Register a new partition (Business Object Data) in the Herd metadata catalog. This step is generally performed in an ongoing fashion with new partitions/BData as they arrive.

  1. Get to a command line and navigate to the herd_reg_demo/register_bdata_ongoing directory
  2. Open command.bat and replace the hostname value in the '-H' argument with the he domain from the 'HerdURL' entry in the output of your Herd-MDL CloudFormation stack
  3. Place the Herd Uploader jar in the herd_reg_demo/register_bdata_ongoing directory
  4. Run command.bat - it performs the following:
    1. command.bat triggers the Herd uploader tool with command line arguments referring to the Herd API host, the data file associated with this BData, and a manifest file that contains metadata about this BData
    2. command.bat also contains additional command line arguments as documented in Uploader Users Guide
    3. Note that you can configure a proxy if needed to access Herd and/or S3 using arguments documented in the Users Guide
  5. Uploader tool performs the following:
    1. Read manifest file and confirm it references a valid BO Definition, Format, and Partition value for the BData being updated
    2. NOTE – unlike the Postman Collection that has variables for Namespace and BO Definition Name, the manifest.json has these values hard-coded. If you've changed either of those variables when registering with Postman, you must alter these values in the manifest. json as well.
    3. Call Herd API to pre-register the partition based on metadata from the manifest file and obtain S3 location for data upload
    4. Call Herd API to get temporary credentials to upload data file to S3. This step requires the user has WRITE permissions to the Namespace
    5. Upload the file to S3 using the temporary credentials
    6. Call Herd API to confirm the data is in place and mark the new BData Partition VALID. This designates it is ready for consumers to access the data.
  6. Return to Herd UI and refresh the Data Object List page. The newly-registered BData will now appear. Drill down to see details such as S3 location, audit information.
  7. After a delay (30-minutes if Metastore cluster is idle, <10 minutes if Metastore cluster was running), the new data will be available to select in BDSQL interactive query

More information

Take-aways

There is a learning curve but after that, registering data is fairly straightforward. The registration process at FINRA is highly automated. Some use cases automate use of the Uploader tool. Other use cases perform some variation of the steps the the Uploader tool performs but they all ultimately place data in S3 and call Herd APIs to register the data. Other use cases include: integration between Herd and FINRA's ETL framework; integrations with custom apps of different varieties

This example shows registration of columnar data consumed through BDSQL but a similar approach is used to register document-based data for consumption by other tools.

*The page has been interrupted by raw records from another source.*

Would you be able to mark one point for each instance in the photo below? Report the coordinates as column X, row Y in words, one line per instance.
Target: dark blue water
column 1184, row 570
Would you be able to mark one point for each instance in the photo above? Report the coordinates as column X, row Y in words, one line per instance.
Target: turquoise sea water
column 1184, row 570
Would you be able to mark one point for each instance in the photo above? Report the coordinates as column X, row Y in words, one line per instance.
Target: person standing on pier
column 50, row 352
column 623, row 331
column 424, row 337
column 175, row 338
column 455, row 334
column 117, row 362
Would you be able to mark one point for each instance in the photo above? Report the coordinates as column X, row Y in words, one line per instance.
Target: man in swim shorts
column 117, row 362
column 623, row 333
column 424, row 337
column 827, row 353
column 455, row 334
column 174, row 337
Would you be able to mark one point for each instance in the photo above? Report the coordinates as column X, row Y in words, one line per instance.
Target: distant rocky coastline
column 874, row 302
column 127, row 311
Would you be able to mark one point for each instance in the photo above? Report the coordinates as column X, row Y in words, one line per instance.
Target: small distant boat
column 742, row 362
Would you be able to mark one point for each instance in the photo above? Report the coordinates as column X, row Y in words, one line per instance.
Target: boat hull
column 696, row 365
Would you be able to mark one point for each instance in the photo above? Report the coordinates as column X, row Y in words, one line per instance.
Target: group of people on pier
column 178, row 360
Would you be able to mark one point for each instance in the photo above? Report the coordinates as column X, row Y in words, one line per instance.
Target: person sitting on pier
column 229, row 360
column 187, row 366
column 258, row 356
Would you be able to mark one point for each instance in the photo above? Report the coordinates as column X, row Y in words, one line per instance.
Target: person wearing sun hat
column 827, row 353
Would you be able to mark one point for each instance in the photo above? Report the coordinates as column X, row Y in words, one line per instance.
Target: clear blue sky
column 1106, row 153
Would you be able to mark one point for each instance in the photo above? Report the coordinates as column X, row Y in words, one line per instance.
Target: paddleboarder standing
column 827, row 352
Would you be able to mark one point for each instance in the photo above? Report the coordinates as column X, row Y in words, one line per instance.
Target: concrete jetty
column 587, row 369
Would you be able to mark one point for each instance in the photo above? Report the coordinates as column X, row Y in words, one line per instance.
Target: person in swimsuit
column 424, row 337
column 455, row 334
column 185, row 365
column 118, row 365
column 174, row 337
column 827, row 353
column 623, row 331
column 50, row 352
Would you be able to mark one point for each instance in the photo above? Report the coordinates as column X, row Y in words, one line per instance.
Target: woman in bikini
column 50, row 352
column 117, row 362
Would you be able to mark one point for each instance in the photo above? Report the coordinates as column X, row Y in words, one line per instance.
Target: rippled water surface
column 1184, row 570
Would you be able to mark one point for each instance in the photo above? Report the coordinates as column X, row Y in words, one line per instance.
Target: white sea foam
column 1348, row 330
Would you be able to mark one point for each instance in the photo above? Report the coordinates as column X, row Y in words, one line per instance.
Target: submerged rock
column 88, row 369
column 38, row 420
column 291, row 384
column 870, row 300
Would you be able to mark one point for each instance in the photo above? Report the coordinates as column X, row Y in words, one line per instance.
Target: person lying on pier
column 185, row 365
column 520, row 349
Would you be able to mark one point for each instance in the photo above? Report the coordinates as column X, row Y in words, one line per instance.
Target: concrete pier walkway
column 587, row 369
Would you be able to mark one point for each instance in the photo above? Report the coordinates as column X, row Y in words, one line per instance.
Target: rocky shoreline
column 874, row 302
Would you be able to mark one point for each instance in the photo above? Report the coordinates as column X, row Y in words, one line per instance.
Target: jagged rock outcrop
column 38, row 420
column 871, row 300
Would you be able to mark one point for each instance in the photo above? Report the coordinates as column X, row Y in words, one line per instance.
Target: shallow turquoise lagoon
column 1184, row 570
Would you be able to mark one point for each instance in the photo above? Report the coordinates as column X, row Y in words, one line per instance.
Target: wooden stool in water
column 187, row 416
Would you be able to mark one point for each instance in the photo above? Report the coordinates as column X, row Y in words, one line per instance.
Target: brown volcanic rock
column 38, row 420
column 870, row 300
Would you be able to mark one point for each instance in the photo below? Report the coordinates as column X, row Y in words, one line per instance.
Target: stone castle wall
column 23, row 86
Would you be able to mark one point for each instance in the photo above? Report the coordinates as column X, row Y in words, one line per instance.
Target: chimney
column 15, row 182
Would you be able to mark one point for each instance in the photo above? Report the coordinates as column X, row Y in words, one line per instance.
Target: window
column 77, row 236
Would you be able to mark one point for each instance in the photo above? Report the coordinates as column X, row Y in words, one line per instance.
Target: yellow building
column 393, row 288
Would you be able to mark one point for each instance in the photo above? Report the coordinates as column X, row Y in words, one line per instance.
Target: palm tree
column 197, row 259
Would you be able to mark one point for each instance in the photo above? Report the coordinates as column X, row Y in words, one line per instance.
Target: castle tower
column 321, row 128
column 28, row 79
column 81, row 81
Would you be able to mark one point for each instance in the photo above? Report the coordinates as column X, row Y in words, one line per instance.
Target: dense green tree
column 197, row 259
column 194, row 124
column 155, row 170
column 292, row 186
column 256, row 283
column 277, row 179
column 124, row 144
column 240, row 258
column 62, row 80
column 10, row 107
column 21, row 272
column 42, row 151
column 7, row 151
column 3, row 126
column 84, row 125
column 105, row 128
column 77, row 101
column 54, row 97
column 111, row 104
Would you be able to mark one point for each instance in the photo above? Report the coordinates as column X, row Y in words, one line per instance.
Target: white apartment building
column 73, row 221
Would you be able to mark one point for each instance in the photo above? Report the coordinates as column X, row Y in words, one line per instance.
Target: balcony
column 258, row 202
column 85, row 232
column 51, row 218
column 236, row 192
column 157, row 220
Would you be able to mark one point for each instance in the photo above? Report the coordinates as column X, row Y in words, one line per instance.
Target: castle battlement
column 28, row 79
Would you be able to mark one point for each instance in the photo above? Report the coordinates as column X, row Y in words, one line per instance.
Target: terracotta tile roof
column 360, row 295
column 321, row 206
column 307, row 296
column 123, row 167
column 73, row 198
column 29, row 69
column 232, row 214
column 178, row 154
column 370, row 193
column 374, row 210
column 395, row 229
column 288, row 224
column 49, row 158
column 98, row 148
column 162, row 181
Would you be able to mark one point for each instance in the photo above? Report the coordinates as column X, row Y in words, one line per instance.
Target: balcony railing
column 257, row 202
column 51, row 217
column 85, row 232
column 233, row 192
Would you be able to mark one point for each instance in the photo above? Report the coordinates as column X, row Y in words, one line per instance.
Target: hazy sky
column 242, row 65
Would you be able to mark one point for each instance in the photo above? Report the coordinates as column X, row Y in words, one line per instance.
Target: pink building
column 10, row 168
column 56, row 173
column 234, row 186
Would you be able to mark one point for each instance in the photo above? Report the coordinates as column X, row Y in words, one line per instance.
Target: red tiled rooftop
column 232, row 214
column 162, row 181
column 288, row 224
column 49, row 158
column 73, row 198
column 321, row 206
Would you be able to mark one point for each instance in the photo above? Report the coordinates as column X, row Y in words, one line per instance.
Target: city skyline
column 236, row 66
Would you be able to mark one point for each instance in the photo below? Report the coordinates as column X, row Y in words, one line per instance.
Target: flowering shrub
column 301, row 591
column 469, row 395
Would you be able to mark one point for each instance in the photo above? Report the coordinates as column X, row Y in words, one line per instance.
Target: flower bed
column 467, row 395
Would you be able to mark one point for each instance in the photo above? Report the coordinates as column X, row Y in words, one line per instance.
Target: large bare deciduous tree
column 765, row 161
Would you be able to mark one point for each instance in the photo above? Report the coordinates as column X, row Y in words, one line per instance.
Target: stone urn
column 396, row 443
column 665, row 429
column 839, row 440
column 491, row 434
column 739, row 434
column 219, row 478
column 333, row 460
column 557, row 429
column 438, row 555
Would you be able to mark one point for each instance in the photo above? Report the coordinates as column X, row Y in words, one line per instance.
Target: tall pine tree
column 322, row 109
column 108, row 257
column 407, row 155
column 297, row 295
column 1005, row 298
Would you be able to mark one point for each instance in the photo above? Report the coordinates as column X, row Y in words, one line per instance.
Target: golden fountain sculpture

The Uploader tool is a quick, easy way to ingest Data Objects into the Herd-MDL. This tool has been used extensively at FINRA. Many teams script the generation of manifest files and the uploader CLI. Petabytes of data have been uploaded using this tool.

How to find MDL User Credentials to login to Herd/Shepherd/Bdsql

This section describes how to locate credentials required for endpoints when you have installed with EnableSSLAndAuth=true.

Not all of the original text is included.